【ソウル聯合ニュース】韓国総合エンターテインメント企業のHYBE(ハイブ)は15日、歌手イ・ヒョンが「MIDNATT」の名でデジタルシングル「Masquerade」を韓国語、日本語、英語、中国語、スペイン語、ベトナム語の6言語でリリースしたと発表した。人工知能(AI)技術を取り入れたHYBEによる新プロジェクト公開となる。このようにいくつもの言語で音源を同時リリースするのは世界初という。
HYBEの房時赫(パン・シヒョク)取締役会議長は先月下旬に米音楽業界誌「ビルボードマガジン」のインタビューで「AI技術がHYBEの次の中核戦略のひとつ」としながら、プロジェクトに言及していた。
イ・ヒョンは人気グループBTS(防弾少年団)と同じHYBE傘下のビッグヒットミュージックの所属。3人組混声グループ8eight(エイト)のメンバーとして契約して長く、HYBEの「第1号歌手」と言われる。
ビッグヒットミュージックのシン・ヨンジェ代表取締役はこの日の記者会見で同シングルのAI技術について「K―POPアーティストが世界の音楽市場で活躍する上での言葉の制約を取り除き、究極的にK―POPというジャンルが世界市場で影響力を拡大することを期待する」と述べた。
MIDNATTはイ・ヒョンのバラードへの支持が音楽を続ける大きな力だったとしながら「感謝しつつも自分の中にはまた別の音楽的な試みをしてみたいという欲求が強かった」と語った。
「Masquerade」はリズミカルなエレキギターとニューレトロサウンドが特徴のシンセウェーブジャンルの曲。今年初めにHYBEが買収した韓国企業、スーパートーンが持つAI技術を活用している。
外国語バージョンを自然な発音に矯正する技術により、6言語での同時リリースが可能となった。HYBEによると、この技術は各言語のネイティブナレーターの音声データから発音やアクセントなどの要素だけ取り出して適用するもので、アーティストの歌声や音程、歌唱スタイルといった音楽的表現は損なわれない。
また曲の途中で女性の声に聞こえるのはMIDNATTの声で、ボイスデザイニング技術を使ったと説明した。同技術をMIDNATTのライブ会場で使えば、本来の歌唱スタイルのまま特定のパートを女性のような声に変えて聞かせることができる。
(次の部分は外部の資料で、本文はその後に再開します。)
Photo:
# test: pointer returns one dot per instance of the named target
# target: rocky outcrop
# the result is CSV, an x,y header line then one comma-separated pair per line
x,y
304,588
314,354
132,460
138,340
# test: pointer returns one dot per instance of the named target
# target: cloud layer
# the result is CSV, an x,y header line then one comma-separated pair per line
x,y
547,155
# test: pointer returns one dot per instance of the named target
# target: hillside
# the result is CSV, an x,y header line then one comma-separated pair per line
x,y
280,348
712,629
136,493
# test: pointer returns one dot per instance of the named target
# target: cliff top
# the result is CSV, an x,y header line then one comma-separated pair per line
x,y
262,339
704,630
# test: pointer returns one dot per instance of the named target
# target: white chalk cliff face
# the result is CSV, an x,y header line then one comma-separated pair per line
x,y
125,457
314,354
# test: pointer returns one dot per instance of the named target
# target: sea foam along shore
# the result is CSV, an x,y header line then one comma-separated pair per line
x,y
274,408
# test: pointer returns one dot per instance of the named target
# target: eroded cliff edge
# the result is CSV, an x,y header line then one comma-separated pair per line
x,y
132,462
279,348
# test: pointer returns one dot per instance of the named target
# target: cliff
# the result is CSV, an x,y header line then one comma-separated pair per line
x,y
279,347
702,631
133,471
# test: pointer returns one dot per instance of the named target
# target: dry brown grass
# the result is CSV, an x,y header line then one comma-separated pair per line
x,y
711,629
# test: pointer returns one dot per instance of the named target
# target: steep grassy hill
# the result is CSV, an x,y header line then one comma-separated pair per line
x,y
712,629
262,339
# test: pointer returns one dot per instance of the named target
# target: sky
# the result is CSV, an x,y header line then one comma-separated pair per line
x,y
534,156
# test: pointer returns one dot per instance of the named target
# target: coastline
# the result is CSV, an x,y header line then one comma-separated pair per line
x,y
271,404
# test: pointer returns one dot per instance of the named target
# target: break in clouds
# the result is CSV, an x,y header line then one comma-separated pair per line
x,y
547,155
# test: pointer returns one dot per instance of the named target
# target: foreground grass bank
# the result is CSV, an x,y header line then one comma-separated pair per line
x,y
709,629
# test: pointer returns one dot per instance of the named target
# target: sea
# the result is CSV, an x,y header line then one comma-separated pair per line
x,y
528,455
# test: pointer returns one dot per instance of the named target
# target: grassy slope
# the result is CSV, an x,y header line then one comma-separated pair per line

「Masquerade」のミュージックビデオ(MV)には、現実世界と仮想世界を融合するエクステンデッド・リアリティー(XR)技術が用いられた。
先進ソリューションを手掛けるHYBE子会社で、同プロジェクトを主導したHYBE IMのチョン・ウヨン代表は「MIDNATT以外にも、HYBEのレーベルに所属するアーティスト、さまざまな技術を持つスタートアップとの協業をオープンな姿勢で検討していく」と述べた。